The cage feeder is the standard. Wire mesh holds a suet cake securely and lets birds cling from any angle. It works. But the type you choose actively selects for certain species.

TypeWho it favoursWho it discourages
Standard cageChickadees, nuthatches, woodpeckersNobody in particular
Upside-down cageWoodpeckers, nuthatches, Brown CreeperStarlings, grackles
Tail-prop feederWoodpeckers (braces stiff tail against the backboard)Small clinging birds
Log feederAll woodpeckers, especially PileatedBirds that need a cage

The upside-down cage is the most useful upgrade a regular suet feeder can get. European Starlings and Common Grackles - both heavy-bodied and adapted to feeding upright - struggle to feed when hanging inverted. Woodpeckers and nuthatches do this naturally; they are built for it. If starlings are stripping your feeder before the woodpeckers arrive, an inverted cage solves the problem without deterrents or physical barriers. And if the birds you want are staying away entirely, placement is usually the culprit before the food is.

For more aggressive deterrent approaches to problem birds, see how to keep crows away from bird feeders.

Which birds you are actually trying to attract

Seed feeders, however well stocked with quality sunflower seeds, attract granivores. Suet attracts insectivores - the birds that spend the rest of the year working bark for beetle larvae: Downy and Hairy Woodpeckers, White-breasted Nuthatches, Carolina Wrens, Tufted Titmice, Black-capped Chickadees. These are the birds a suet feeder positioned correctly near tree cover will pull in.

The Northern Cardinal will occasionally take suet, but it is not a core suet bird.
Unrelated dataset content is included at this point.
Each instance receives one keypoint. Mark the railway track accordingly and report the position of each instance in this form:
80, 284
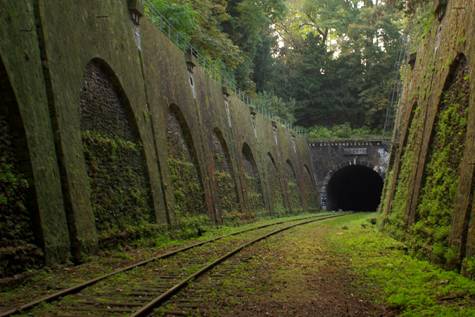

Cardinals feed primarily on seeds and berries, and a feeder positioned for woodpeckers - near mature tree cover, with an inverted cage - will see fewer cardinals than a standard seed feeder.

A note on the best spot overall

The question of where to hang a suet feeder is almost always the wrong version of a better question: where is the best place for a bird feeder in this yard? If you have found the right feeding zone - visible from the house, adjacent to cover, clear of cats and window glass - then the suet feeder belongs inside that zone. Feeders clustered in one well-chosen location attract more species than the same feeders spread around a yard at random. One woodpecker at the suet draws another.

The upside-down suet cage is the single most effective placement upgrade available: it favours woodpeckers and nuthatches by exploiting the fact that starlings and grackles cannot feed comfortably when hanging inverted.

Maintenance changes the equation

A badly maintained feeder in a perfect location loses to a well-maintained feeder in a good one. Suet cakes in wire cages collect wet debris in the corners. In warm weather, rancid suet carries bacteria that spread through a feeding flock. Check the cake every two days above 15 degrees Celsius and replace it the moment it smells off or turns grey and oily. Clean the cage with hot water and a stiff brush once a month - droppings accumulate on the bottom bar quickly and that is where disease transmission happens most.